We try to fit AI into a narrative. A great tension is just what a narrative needs, it keeps the history grounded. This one is not a feedback loop – the easy kind of tension some economic narratives end up with.
The “balance” between those two sides is conceptual – we “know”, we feel that some things are “discrete”, “textual”, “symbolic”, “discursive”, “digital”, and others are “continuous”, “figural”, “analogous”. And then something comes along that redefines those entrenched borders: infinitesimal number, infinite powerset, sheaf - Planck constant, wave-particle duality - digital camera, digital circuit. Things that seemed thoroughly discrete turn out to entail continuity, and the most elusively continuous objects reveal discrete arrangements at heart. The tension never collapses, but the balance has shifted, and it’ll be shifted again.
As a kid, I saw algorithmic symbolic manipulation as something very transparent, but this one time I stumbled upon an algorithm that worked with a very simplified map (it was in a magazine from around 1991). It was truly mind-blowing for me – breaching the border between those two completely separate domains, as I saw them. Of course, I learned enough since then to know that this border is labyrinthine and porous, but the early prejudice stayed with me.
Lyotard’s book, “Discourse, Figure”, proposes that there’s no such thing as a natural image. Every image refers to a particular script that helps us understand it, a particular way to link it to the idea of reality. We understand medieval illuminations, Renaissance, or Impressionist paintings using those different scripts, which are linked to each other by being critical of one another, as Cezanne was critical of Alberti’s perspective. There’s no natural way of painting that needs no script to be understood. There’s no absolute freedom of the figural, only its existence in relation to the textual.

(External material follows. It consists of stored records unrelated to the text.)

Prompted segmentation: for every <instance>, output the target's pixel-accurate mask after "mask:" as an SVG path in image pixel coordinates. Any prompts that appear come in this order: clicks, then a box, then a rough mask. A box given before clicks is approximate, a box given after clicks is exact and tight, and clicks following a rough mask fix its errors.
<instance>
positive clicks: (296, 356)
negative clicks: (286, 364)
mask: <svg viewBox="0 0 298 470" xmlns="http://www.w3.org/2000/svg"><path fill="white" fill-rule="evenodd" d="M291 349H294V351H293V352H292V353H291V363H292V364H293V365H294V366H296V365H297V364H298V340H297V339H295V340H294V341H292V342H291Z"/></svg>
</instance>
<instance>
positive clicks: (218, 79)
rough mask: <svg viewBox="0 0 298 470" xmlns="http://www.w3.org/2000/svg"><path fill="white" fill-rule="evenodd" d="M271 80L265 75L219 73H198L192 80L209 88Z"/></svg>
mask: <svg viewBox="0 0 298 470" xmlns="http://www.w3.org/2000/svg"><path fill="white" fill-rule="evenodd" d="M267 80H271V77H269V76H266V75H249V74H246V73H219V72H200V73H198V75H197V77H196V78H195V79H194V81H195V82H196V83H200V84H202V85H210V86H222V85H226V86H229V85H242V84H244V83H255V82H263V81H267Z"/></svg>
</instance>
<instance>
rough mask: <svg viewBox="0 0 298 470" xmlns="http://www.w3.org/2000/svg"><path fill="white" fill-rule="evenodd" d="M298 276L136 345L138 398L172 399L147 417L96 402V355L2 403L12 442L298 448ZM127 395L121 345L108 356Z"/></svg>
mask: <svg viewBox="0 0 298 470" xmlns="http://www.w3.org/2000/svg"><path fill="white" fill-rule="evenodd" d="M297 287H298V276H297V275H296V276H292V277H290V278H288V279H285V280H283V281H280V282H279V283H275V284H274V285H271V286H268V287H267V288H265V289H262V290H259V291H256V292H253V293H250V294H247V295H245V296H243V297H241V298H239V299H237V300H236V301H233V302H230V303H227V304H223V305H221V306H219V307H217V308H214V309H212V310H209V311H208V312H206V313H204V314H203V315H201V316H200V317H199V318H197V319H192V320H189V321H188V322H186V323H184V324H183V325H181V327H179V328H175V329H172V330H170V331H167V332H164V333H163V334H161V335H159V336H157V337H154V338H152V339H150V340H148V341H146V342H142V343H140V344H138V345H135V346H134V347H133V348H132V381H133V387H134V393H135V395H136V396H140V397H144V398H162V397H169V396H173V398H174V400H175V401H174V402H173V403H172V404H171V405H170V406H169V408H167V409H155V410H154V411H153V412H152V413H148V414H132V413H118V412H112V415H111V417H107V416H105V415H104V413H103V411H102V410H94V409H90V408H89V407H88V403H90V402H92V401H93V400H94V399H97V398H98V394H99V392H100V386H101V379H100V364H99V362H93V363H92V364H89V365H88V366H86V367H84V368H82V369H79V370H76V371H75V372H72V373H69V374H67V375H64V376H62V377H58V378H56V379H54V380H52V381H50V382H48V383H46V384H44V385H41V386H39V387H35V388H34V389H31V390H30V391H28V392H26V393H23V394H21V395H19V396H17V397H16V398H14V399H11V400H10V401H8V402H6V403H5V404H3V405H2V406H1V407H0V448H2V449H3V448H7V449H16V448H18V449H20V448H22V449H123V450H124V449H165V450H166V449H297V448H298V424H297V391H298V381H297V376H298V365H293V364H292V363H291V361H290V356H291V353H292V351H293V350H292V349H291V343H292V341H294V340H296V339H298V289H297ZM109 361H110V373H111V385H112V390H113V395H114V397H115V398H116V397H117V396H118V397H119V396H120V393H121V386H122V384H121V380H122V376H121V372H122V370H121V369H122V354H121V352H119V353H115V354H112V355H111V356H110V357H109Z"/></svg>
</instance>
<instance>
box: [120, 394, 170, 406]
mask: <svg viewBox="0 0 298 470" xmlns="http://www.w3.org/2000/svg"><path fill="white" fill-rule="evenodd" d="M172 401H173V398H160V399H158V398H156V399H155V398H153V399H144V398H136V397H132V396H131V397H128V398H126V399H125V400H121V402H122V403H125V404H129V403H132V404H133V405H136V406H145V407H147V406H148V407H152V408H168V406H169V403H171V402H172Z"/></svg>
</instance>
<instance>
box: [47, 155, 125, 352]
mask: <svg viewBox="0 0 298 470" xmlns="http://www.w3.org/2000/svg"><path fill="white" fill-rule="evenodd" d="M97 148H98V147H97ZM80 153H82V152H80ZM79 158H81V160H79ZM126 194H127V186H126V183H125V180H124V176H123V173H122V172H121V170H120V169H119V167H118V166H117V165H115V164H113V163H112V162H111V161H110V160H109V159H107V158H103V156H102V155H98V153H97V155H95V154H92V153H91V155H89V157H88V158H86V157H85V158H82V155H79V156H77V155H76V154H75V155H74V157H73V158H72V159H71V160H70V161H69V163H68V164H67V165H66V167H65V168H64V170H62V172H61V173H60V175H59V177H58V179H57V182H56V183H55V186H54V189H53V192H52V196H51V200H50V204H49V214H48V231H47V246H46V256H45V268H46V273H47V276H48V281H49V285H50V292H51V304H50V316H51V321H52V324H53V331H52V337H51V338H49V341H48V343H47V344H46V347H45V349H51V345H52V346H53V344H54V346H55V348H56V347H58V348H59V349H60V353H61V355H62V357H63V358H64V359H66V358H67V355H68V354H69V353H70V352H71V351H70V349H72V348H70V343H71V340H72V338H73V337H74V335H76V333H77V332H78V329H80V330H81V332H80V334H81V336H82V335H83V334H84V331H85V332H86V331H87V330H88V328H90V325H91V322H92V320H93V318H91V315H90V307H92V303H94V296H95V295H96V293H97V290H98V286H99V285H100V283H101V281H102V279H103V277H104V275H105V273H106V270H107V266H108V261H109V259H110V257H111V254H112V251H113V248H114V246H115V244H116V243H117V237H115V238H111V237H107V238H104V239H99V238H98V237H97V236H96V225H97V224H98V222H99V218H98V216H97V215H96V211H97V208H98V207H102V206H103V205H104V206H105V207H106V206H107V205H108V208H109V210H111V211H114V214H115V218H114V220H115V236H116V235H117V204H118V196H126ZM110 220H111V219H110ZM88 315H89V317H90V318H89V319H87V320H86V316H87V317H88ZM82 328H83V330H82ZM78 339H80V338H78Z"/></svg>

This applies to mathematics, as I understand it, as well, as it doesn’t deal with pure continuity as such, but only with its symbolic descriptions, successively more and more elaborate symbolic roads that lead to a wider and wider range of continuities. But it’s irreducible to purely symbolic manipulation (at least, it’s a very defensible position to think this way): the idea, the imagination of the continuous guides the symbolic inventions which would be quite hard to understand without it. And every time we find a new way to describe the continuous, its limitations inspire even further symbolic work.
Lyotard doesn’t touch upon technology at all, which surprises me, since the rebalancing that happened with the advent of the printing press, or of a camera, is pretty obvious. His point, however, is relating the different scripts, different ways of understanding the image, to each other as history. Grounding that directly in technological inventions would perhaps be too vulgar-materialistic for him. I want to elaborate the technological side of this particular version of history in a future post.
AI, as we see it now, rebalances the discursive and the figural once again. Prompt, and the vector embedding, is the new gate at the border between text and image. Again, it won’t be perfect correspondence. The image as a category is not abolished by the prompt, though a massive category of images has been, creating a new source of panic. New space for images was carved out. What is the new image that comes post-prompt? What is the new script with which we will read the new continuities of the world?